A Kyongju, l'ancienne capitale de Silla, deux statues bouddhiques, gravées sur la tour géante de Kumgang à Sikuram, représentent deux géants s'affrontant dans un position de Taekwondo. Ce temple, âgé de près de deux mille ans, est le témoin du développement du Taekwondo antique.
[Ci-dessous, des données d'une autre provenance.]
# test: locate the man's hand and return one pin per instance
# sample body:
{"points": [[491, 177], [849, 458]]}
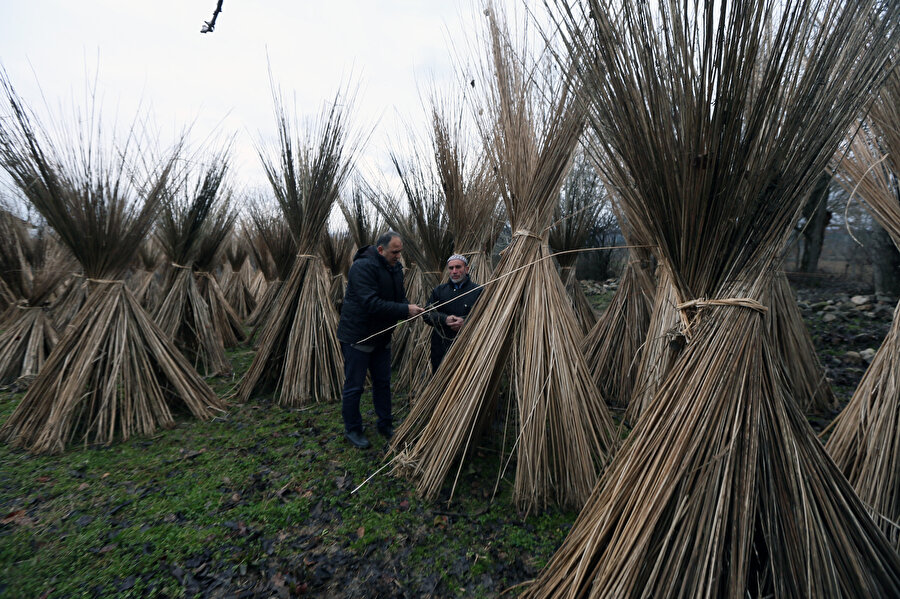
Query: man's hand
{"points": [[455, 322]]}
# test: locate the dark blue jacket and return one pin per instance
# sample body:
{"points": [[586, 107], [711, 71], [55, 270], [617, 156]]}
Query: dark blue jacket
{"points": [[375, 299], [461, 298]]}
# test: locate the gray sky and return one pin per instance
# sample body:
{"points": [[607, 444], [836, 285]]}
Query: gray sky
{"points": [[153, 52]]}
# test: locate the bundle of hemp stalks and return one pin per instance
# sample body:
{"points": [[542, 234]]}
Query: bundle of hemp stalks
{"points": [[523, 321], [469, 187], [113, 373], [144, 285], [613, 347], [191, 226], [722, 489], [274, 249], [581, 202], [34, 264], [235, 281], [864, 440], [423, 223], [299, 357]]}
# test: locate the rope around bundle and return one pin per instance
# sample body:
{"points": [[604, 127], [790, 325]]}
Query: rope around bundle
{"points": [[732, 302], [527, 233], [736, 302]]}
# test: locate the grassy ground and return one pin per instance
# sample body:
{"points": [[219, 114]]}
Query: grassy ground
{"points": [[260, 502]]}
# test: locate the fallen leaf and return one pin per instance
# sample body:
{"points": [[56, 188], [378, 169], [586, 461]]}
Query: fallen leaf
{"points": [[18, 517]]}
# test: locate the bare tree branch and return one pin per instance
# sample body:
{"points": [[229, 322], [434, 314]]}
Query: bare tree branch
{"points": [[210, 26]]}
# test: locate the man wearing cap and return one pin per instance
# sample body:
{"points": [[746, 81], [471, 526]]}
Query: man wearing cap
{"points": [[375, 300], [461, 292]]}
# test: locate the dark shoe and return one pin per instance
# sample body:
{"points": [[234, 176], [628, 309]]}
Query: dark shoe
{"points": [[357, 439]]}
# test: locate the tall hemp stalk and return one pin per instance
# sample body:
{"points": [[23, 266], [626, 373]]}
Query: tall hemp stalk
{"points": [[523, 321], [613, 348], [299, 355], [275, 250], [422, 222], [34, 264], [804, 373], [225, 321], [193, 218], [469, 187], [144, 281], [236, 276], [865, 441], [722, 489], [113, 373], [580, 204], [337, 254]]}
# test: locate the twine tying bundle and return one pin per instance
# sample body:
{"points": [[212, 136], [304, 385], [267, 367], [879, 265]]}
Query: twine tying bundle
{"points": [[105, 281], [527, 233], [733, 302]]}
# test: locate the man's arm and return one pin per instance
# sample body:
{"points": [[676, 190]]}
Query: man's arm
{"points": [[365, 281]]}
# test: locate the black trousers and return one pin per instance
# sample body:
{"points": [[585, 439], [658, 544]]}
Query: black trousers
{"points": [[356, 364]]}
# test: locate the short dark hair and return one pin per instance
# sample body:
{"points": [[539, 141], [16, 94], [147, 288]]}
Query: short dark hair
{"points": [[385, 238]]}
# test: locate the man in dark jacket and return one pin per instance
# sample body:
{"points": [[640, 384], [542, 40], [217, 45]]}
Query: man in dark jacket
{"points": [[447, 320], [375, 300]]}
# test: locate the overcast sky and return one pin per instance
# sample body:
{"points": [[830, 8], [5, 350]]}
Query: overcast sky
{"points": [[153, 52]]}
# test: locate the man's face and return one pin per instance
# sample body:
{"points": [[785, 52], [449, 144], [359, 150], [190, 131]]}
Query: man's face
{"points": [[458, 270], [391, 253]]}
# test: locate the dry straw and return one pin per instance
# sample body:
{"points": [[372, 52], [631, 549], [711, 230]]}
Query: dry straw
{"points": [[237, 276], [34, 264], [274, 249], [299, 356], [522, 322], [864, 440], [113, 373], [337, 253], [804, 373], [191, 228], [722, 489], [613, 347]]}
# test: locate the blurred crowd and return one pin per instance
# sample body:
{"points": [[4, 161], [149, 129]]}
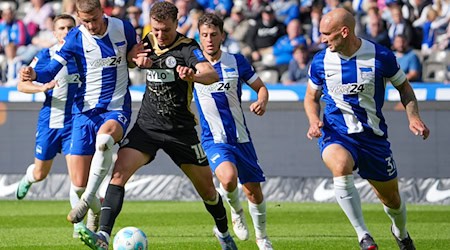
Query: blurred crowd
{"points": [[279, 37]]}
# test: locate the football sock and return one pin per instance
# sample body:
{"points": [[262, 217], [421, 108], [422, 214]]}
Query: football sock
{"points": [[258, 214], [232, 199], [75, 194], [218, 212], [101, 162], [111, 207], [398, 218], [29, 174], [348, 199], [107, 236]]}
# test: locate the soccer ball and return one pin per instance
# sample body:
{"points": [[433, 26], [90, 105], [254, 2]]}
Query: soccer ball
{"points": [[130, 238]]}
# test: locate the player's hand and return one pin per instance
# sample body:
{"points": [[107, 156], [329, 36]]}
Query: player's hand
{"points": [[139, 55], [419, 128], [49, 85], [258, 107], [27, 74], [186, 73], [314, 130]]}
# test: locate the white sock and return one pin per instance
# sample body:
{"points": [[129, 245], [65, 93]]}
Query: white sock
{"points": [[398, 218], [232, 199], [29, 174], [258, 214], [107, 236], [348, 198], [101, 162], [75, 194]]}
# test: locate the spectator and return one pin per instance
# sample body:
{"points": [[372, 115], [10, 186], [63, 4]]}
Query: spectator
{"points": [[264, 34], [44, 38], [230, 45], [428, 32], [134, 16], [255, 8], [184, 19], [298, 67], [193, 32], [35, 18], [13, 65], [376, 32], [237, 26], [68, 7], [286, 10], [11, 29], [399, 25], [284, 46], [314, 33], [407, 59]]}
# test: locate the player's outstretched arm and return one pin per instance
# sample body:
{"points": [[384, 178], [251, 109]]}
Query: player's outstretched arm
{"points": [[259, 107], [30, 87], [312, 109], [409, 101], [138, 56], [27, 74], [205, 73]]}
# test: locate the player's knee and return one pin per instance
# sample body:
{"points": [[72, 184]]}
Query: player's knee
{"points": [[104, 142], [344, 182], [78, 190]]}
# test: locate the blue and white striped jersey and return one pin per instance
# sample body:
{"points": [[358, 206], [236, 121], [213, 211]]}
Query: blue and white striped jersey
{"points": [[102, 64], [354, 87], [57, 109], [219, 104]]}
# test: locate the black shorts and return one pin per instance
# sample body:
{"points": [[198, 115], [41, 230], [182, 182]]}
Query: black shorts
{"points": [[183, 148]]}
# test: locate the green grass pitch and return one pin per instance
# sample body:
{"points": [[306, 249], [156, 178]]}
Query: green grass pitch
{"points": [[186, 225]]}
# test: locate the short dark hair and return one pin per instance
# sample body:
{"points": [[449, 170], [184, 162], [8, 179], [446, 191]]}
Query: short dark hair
{"points": [[64, 16], [87, 6], [164, 10], [211, 19]]}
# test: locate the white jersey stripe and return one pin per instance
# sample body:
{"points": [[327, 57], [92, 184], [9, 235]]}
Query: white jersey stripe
{"points": [[93, 74], [367, 100], [334, 78]]}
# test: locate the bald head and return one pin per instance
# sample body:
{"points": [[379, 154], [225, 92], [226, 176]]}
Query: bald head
{"points": [[337, 30], [339, 18]]}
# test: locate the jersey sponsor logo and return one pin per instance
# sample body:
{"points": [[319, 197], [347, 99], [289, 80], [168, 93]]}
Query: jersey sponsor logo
{"points": [[124, 142], [123, 119], [5, 189], [325, 190], [222, 86], [34, 62], [434, 194], [230, 73], [121, 47], [215, 157], [112, 61], [367, 75], [38, 149], [198, 53], [347, 89], [69, 79], [160, 75], [171, 62]]}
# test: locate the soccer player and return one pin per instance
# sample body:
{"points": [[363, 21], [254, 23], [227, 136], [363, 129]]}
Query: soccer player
{"points": [[53, 133], [102, 47], [225, 136], [351, 74], [166, 122]]}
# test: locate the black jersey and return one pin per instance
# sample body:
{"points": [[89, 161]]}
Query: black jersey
{"points": [[167, 98]]}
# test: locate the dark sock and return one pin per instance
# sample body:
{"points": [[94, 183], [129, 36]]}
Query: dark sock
{"points": [[219, 214], [111, 207]]}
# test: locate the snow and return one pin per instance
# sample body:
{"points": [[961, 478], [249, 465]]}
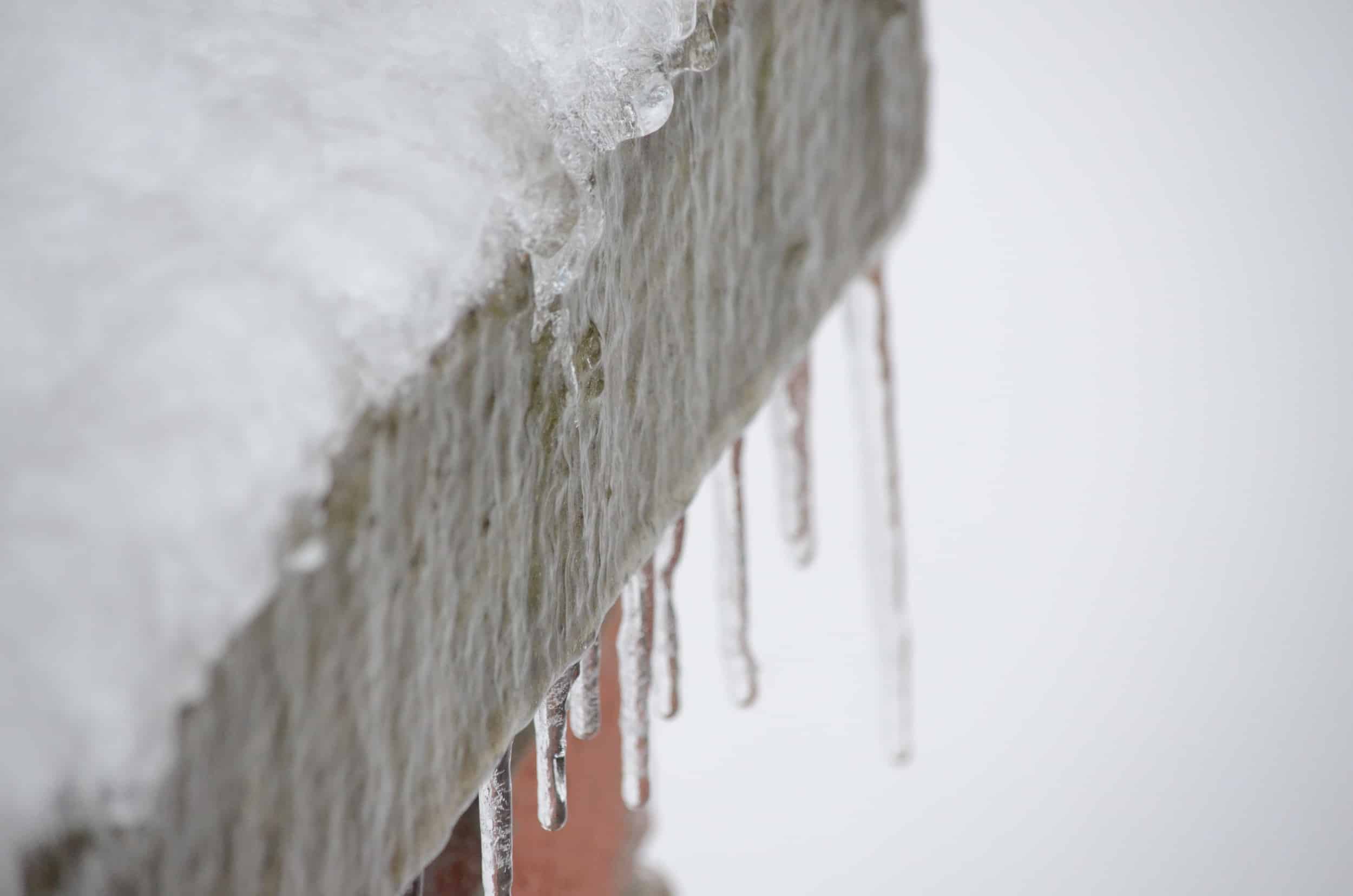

Il y a environ 1400 ans, sous le règne de Ching Heung de Silla, les jeunes officiers, après une épreuve de Taekwondo, étaient sévèrement sélectionnés pour former un groupe d'élites. Dans le but de défendre leur roi, ces élites pratiquaient et étudiaient cet art martial afin de découvrir quelles positions offensives et défensives leur donnaient le meilleur avantage. Ils créèrent finalement un type de lutte nommé Soo Bat.

 

kyongju

 

Sous le règne de la dynastie Koguryo, le Taekwondo conserva sa popularité. En 918, la dynastie Koryo prit le pouvoir et modernisa le Taekwondo dont l'apprentissage était réservé aux militaires.

Au 13ème siècle, la Corée fut rattachée à la Chine. Le Kung-Fu et le Taekwondo se côtoient alors et s'influencent pendant près d'un siècle. Après le retour à l'indépendance et l'avènement de la dynastie Ye en 1392, le Taekwondo prit un tel essor dans la population qu'il fut déclaré sport national tout en se voyant accorder une place importante dans l'appareil militaire coréen. Cependant, dans la deuxième moitié de la période Ye, suite à des querelles politiques internes, l'importance du Taekwondo déclina, pour ne subsister, à la fin du 19ème siècle, que sous la forme d'activité récréative.